On behalf of our troops, break the silence

Terry Garlock's picture

In the crowd watching the Peachtree City Fourth of July Parade recently, a young soldier in Army dress greens and a sailor in Navy whites made me wonder how much they know about the war in Iraq.

Considering last year’s TV news frenzy telling our enemies the planned U.S. surge wouldn’t work, I wondered whether that soldier and sailor knew the surge has in fact worked so well that al Qaeda has been squeezed out of all areas save a few remote hidey-holes, and Iraqi citizens are walking formerly lethal streets.

If they know that, I wondered how they feel about the deafening silence on TV news and newspaper headlines about U.S. military success.

I was reminded of another time when TV news not only opposed our war but helped spread hostility to our own troops, and I thought of another parade long ago in Utah, and an older soldier, my friend Norm McDonald.

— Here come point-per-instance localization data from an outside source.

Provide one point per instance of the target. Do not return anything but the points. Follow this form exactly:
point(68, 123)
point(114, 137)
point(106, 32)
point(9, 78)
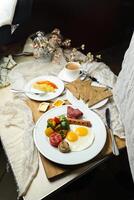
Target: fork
point(24, 91)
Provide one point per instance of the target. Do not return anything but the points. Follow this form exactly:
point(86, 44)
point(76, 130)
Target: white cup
point(72, 70)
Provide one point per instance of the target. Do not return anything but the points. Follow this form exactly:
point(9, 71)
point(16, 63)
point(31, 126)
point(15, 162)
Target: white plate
point(48, 95)
point(71, 158)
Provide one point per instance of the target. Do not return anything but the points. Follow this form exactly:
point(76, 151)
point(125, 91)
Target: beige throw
point(124, 98)
point(16, 133)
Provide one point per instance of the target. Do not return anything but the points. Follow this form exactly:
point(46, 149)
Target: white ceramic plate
point(48, 95)
point(71, 158)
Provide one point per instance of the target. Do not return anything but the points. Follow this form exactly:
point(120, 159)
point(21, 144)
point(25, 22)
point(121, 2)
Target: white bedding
point(7, 9)
point(124, 98)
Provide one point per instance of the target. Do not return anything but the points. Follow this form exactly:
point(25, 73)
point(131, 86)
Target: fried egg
point(79, 137)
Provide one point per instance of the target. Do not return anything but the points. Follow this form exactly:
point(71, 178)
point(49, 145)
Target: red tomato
point(55, 139)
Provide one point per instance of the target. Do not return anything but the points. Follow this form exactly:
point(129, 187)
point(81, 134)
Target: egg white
point(83, 142)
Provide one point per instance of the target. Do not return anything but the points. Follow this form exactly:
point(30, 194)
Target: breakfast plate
point(71, 158)
point(32, 92)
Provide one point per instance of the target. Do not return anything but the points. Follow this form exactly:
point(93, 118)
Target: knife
point(108, 121)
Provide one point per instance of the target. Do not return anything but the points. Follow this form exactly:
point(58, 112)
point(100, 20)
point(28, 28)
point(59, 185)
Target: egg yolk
point(71, 136)
point(81, 131)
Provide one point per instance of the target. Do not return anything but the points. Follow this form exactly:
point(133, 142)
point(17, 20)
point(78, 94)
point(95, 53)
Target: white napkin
point(124, 98)
point(16, 133)
point(7, 9)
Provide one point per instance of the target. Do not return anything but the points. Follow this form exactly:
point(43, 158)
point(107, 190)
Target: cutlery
point(108, 121)
point(24, 91)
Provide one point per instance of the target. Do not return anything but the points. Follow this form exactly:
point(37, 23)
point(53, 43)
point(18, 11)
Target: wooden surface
point(52, 169)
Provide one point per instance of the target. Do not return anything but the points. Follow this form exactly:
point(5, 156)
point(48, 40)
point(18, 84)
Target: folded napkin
point(7, 9)
point(16, 133)
point(6, 64)
point(84, 90)
point(124, 98)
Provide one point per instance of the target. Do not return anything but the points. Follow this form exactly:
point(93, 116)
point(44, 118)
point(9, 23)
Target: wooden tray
point(52, 169)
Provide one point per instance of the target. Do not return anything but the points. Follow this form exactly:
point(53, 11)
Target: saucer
point(65, 77)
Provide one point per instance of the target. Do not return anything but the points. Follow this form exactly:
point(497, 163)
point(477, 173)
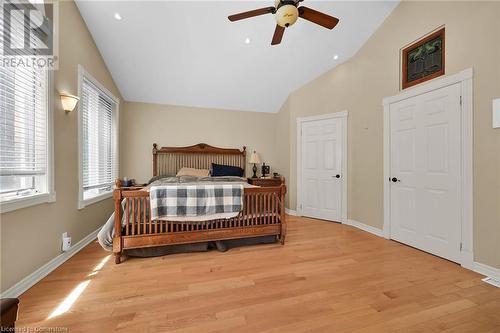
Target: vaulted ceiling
point(188, 53)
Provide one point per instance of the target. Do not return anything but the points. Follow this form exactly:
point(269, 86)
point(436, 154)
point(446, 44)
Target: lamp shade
point(255, 158)
point(69, 102)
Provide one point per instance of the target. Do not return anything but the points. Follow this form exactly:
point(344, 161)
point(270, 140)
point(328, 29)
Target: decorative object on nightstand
point(255, 159)
point(265, 170)
point(267, 182)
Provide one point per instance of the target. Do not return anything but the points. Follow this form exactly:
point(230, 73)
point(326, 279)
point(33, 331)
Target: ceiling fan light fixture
point(286, 15)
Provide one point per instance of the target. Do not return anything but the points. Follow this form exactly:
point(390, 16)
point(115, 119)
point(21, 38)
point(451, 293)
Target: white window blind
point(24, 116)
point(99, 140)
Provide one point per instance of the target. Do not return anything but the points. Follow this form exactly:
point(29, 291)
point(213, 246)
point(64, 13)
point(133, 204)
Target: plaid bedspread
point(195, 200)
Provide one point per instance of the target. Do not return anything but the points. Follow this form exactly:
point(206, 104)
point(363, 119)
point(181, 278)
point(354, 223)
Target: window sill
point(32, 200)
point(84, 203)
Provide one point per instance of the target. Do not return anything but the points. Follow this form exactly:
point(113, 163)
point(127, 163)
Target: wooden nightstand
point(265, 182)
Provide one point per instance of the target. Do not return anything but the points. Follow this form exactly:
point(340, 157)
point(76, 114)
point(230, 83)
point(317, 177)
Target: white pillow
point(193, 172)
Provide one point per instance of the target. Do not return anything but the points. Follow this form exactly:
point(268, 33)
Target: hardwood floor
point(327, 278)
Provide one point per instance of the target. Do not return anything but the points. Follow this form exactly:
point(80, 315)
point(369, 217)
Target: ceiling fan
point(287, 12)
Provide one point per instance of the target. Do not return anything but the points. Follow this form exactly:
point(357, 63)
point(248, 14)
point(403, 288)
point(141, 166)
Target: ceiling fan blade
point(252, 13)
point(320, 18)
point(278, 35)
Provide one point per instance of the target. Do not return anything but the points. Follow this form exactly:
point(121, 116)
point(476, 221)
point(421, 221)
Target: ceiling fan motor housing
point(286, 13)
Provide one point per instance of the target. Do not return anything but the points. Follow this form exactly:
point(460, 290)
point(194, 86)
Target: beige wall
point(143, 124)
point(31, 237)
point(360, 84)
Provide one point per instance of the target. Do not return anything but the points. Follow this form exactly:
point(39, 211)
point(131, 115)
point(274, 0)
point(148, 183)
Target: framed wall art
point(424, 60)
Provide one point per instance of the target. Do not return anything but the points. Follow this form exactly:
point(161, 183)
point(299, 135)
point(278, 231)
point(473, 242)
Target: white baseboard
point(43, 271)
point(487, 270)
point(365, 227)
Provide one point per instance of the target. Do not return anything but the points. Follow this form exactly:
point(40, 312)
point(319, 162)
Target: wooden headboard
point(167, 161)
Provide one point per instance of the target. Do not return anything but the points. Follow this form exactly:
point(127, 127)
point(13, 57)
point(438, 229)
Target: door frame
point(465, 190)
point(343, 115)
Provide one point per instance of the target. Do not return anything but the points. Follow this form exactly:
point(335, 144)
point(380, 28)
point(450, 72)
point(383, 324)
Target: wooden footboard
point(263, 214)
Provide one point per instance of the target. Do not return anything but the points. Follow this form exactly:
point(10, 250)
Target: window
point(98, 140)
point(25, 134)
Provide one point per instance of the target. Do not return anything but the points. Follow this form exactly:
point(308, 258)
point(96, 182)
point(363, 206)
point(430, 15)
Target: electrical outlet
point(496, 113)
point(66, 242)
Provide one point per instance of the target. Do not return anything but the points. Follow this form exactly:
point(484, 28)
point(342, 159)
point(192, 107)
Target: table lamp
point(255, 159)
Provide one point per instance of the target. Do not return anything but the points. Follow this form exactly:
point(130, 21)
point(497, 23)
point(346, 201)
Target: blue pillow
point(220, 170)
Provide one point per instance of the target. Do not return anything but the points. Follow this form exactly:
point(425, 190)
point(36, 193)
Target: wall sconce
point(68, 102)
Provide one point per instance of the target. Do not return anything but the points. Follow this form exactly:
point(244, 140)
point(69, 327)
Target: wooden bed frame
point(263, 207)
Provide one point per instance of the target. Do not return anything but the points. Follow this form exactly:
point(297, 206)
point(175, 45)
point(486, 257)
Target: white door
point(322, 174)
point(425, 169)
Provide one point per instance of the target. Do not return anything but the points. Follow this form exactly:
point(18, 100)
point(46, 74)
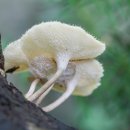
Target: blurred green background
point(108, 108)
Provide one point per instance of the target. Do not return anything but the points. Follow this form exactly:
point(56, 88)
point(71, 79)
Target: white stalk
point(39, 100)
point(32, 88)
point(62, 62)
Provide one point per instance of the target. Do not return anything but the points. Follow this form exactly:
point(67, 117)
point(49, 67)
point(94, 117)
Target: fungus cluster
point(61, 53)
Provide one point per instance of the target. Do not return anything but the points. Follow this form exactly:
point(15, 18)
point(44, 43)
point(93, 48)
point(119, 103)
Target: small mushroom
point(60, 42)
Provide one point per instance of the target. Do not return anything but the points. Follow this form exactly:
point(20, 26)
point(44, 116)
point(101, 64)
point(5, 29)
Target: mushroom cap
point(53, 38)
point(90, 73)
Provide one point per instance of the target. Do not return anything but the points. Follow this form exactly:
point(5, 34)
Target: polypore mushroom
point(59, 42)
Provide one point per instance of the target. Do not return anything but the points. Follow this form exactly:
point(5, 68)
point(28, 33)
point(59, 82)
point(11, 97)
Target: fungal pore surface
point(62, 54)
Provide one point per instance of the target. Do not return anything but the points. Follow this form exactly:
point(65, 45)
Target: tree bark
point(16, 113)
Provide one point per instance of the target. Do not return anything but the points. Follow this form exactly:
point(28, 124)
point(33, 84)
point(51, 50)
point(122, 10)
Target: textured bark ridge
point(16, 113)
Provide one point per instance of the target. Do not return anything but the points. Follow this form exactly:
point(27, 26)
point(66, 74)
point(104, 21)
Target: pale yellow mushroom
point(57, 41)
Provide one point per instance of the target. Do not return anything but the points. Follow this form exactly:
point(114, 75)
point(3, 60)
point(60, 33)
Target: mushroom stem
point(62, 62)
point(32, 88)
point(39, 100)
point(39, 92)
point(70, 88)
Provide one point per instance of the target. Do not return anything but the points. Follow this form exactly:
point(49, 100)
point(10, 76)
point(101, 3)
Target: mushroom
point(61, 43)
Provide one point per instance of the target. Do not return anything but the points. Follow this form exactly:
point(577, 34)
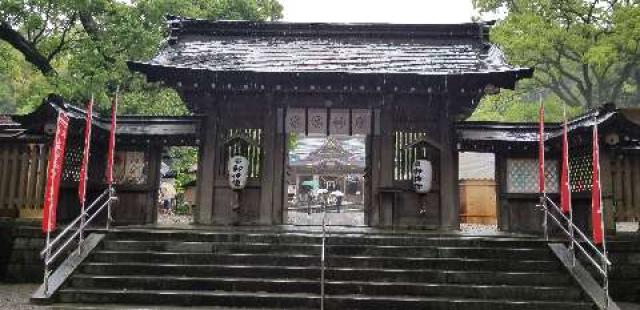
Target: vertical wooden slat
point(32, 179)
point(43, 153)
point(4, 158)
point(13, 178)
point(618, 189)
point(22, 184)
point(628, 195)
point(635, 161)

In the late 1960s, Norm was a beginner college student at Brigham Young University in Provo, Utah, but he gave the hippie counter-culture and the anti-war movement more of his attention than his studies and lost his draft deferment. Norm was drafted and transformed into a machine gunner in the mountain jungles of Vietnam. He returned via hospitals with a badly wounded foot, proud of the difficult job he had done but perplexed by the cold reception because he, too, wished the war would end.

The voices against the war, and our troops, were very loud, while support for our troops seemed to be the silent variety.

Norm said he never really felt any hostility about having served in Vietnam other than the girl who spit in his face in the LA airport, but at home nobody talked about Vietnam or wanted to hear about it, almost as if the war and those who fought it were somehow dirty and unsavory.

At first Norm figured nobody cared, but he came to believe maybe friends and family were reluctant to broach the subject, having been trained by news reports to wonder if vets were brooding and morose, or that we might react in an unpredictable or violent way so don’t talk about it.

In 1985, 14 years after he served in Vietnam, the local vet center asked Norm if he would like to walk with some other Vietnam vets in the Provo, Utah, Fourth of July parade, a huge annual event with over 200,000 spectators lining the parade route.

Norm was more comfortable under the radar, and so he declined until his buddy, big Tom, called him the night before and dared Norm to show up and walk with him.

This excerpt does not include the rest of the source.